Apr. 12, 2013 @ 12:03 AM

Bill helps protect student athletes

I write this letter to draw attention to a bill currently pending in the West Virginia Legislature. Senate Bill 336, relating to the management of concussions and head injuries in West Virginia Secondary School Activities Commission high school or middle school student athletes, will require an individual suspected of having a concussion be removed from competition or practice immediately and not allowed to return to play until cleared by a health care professional.
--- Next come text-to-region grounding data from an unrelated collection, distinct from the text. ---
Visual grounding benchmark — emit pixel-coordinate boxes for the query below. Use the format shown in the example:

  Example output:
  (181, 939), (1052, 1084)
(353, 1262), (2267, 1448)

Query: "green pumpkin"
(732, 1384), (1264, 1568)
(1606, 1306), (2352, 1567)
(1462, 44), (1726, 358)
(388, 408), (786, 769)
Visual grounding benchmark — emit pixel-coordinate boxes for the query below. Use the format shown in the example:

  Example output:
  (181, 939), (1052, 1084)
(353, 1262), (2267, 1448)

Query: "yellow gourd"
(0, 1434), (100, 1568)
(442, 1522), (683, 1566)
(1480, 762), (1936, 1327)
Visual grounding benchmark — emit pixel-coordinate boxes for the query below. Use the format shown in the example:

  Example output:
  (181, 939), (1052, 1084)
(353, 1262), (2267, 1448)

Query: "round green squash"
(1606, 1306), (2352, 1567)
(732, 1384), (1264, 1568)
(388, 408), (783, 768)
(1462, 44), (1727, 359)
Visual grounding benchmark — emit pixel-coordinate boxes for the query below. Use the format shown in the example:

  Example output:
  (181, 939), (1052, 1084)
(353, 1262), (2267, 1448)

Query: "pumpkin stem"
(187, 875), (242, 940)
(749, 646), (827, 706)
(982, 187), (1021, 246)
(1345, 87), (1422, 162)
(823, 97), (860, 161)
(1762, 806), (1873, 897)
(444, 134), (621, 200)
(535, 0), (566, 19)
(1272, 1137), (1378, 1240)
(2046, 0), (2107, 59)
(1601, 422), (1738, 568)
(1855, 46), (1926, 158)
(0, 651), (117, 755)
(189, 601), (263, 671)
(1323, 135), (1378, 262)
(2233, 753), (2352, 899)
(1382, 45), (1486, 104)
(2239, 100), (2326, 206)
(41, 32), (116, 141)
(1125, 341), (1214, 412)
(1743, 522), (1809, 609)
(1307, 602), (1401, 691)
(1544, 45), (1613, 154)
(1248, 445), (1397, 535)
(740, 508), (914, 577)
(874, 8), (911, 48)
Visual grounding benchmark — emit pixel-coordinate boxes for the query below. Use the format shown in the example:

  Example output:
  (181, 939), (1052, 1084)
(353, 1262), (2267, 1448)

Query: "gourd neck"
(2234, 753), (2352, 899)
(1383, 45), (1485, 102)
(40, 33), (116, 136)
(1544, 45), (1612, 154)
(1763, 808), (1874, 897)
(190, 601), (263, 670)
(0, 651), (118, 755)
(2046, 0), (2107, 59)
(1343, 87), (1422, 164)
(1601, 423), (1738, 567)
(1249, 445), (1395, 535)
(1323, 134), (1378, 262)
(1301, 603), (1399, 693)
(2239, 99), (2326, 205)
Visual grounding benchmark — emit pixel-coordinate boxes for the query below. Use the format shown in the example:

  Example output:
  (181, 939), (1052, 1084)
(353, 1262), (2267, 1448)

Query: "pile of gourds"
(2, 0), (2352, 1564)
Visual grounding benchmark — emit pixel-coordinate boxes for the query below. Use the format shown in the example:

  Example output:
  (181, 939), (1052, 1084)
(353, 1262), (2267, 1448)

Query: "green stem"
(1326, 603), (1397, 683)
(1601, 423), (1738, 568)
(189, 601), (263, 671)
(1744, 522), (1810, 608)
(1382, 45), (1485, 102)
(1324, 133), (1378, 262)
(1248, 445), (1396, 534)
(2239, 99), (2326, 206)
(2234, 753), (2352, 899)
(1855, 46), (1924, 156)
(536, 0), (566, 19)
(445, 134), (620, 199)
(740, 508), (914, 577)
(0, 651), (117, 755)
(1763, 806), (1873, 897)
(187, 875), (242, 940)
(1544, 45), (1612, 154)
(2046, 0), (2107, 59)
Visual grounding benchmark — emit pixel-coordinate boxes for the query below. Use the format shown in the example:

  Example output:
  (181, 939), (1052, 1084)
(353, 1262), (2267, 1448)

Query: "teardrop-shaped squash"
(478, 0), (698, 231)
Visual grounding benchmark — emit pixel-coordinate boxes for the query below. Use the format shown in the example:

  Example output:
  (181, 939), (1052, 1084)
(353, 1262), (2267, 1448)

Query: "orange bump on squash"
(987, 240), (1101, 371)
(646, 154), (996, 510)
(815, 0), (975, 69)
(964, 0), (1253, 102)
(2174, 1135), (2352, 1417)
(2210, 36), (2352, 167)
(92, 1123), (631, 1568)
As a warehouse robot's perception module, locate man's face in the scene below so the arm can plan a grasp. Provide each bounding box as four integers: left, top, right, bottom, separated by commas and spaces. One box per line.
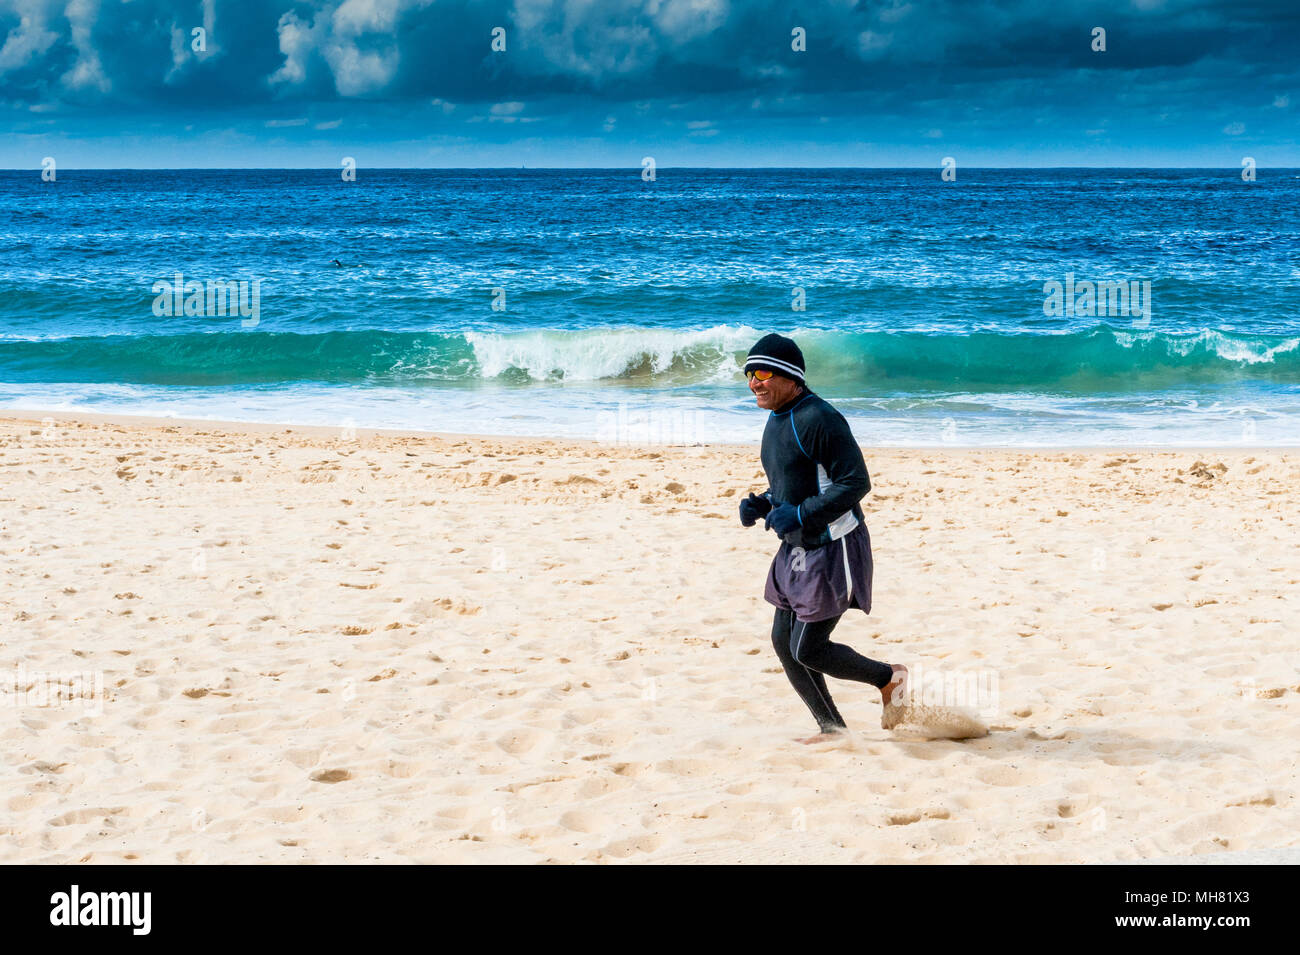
749, 370, 802, 410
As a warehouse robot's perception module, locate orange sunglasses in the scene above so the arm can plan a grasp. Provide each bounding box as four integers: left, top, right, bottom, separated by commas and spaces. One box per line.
746, 369, 775, 381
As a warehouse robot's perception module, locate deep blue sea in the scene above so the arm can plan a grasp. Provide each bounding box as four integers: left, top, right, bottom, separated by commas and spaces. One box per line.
3, 168, 1299, 445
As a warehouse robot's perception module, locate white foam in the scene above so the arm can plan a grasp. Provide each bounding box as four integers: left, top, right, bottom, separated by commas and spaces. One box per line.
1111, 327, 1300, 364
7, 379, 1300, 447
464, 324, 760, 382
The Centers for Disease Control reports an estimated 3.9 million concussions in sports and recreation each year. High school athletes who have been concussed are three times more likely to sustain another concussion in the same season. Continuing to play with concussion symptoms leaves the student athlete especially vulnerable to greater injury and/or death. There are 43 states in the U.S. that have laws relating to concussion management and six states, including West Virginia, have legislation pending before their governing bodies.

Therefore, in conjunction with the West Virginia Athletic Trainers' Association (WVATA), I strongly encourage legislators and all citizens of West Virginia to support SB 336 in order to provide maximum protection for West Virginia's student athletes.

Tom Belmaggio

Head athletic trainer

Marshall University


Wayne BOE should sue West Virginia

The clock is ticking on the modular units that house Kenova Elementary School.

In June 2011, the School Building Authority gave Wayne County $2 million to rent the units for 36 months contingent upon the requirement of the Wayne Board of Education having a plan in place for a school after the 36 months.

With 14 months to go, Wayne County has no plan. Instead of focusing on getting a new Kenova Elementary School, the BOE chose to propose a bond to benefit several schools and athletic fields.

With the failure of the bond and a change in superintendents as well as the board, the BOE still has no backup plan in place. Instead, the board is concentrating their efforts on creating two schools rather than securing a new school for Kenova.

The state of West Virginia closed Kenova Elementary School. There was no plan offered by the state to build a new school.

The School Building Authority, which entices counties who pass bond levies with money, has expressed its disappointment to the bond's failure and has not offered assistance to Kenova Elementary.

As the clock continues to click and the students at Kenova will soon be on the street, perhaps the Wayne County BOE should invest in a good lawyer and file suit against the state and SBA.

The requirement of a county board's efforts in school bond issues should not be a consideration when evaluating proposed building projects or special circumstances like the one at Kenova Elementary. After all, the state closed Kenova Elementary.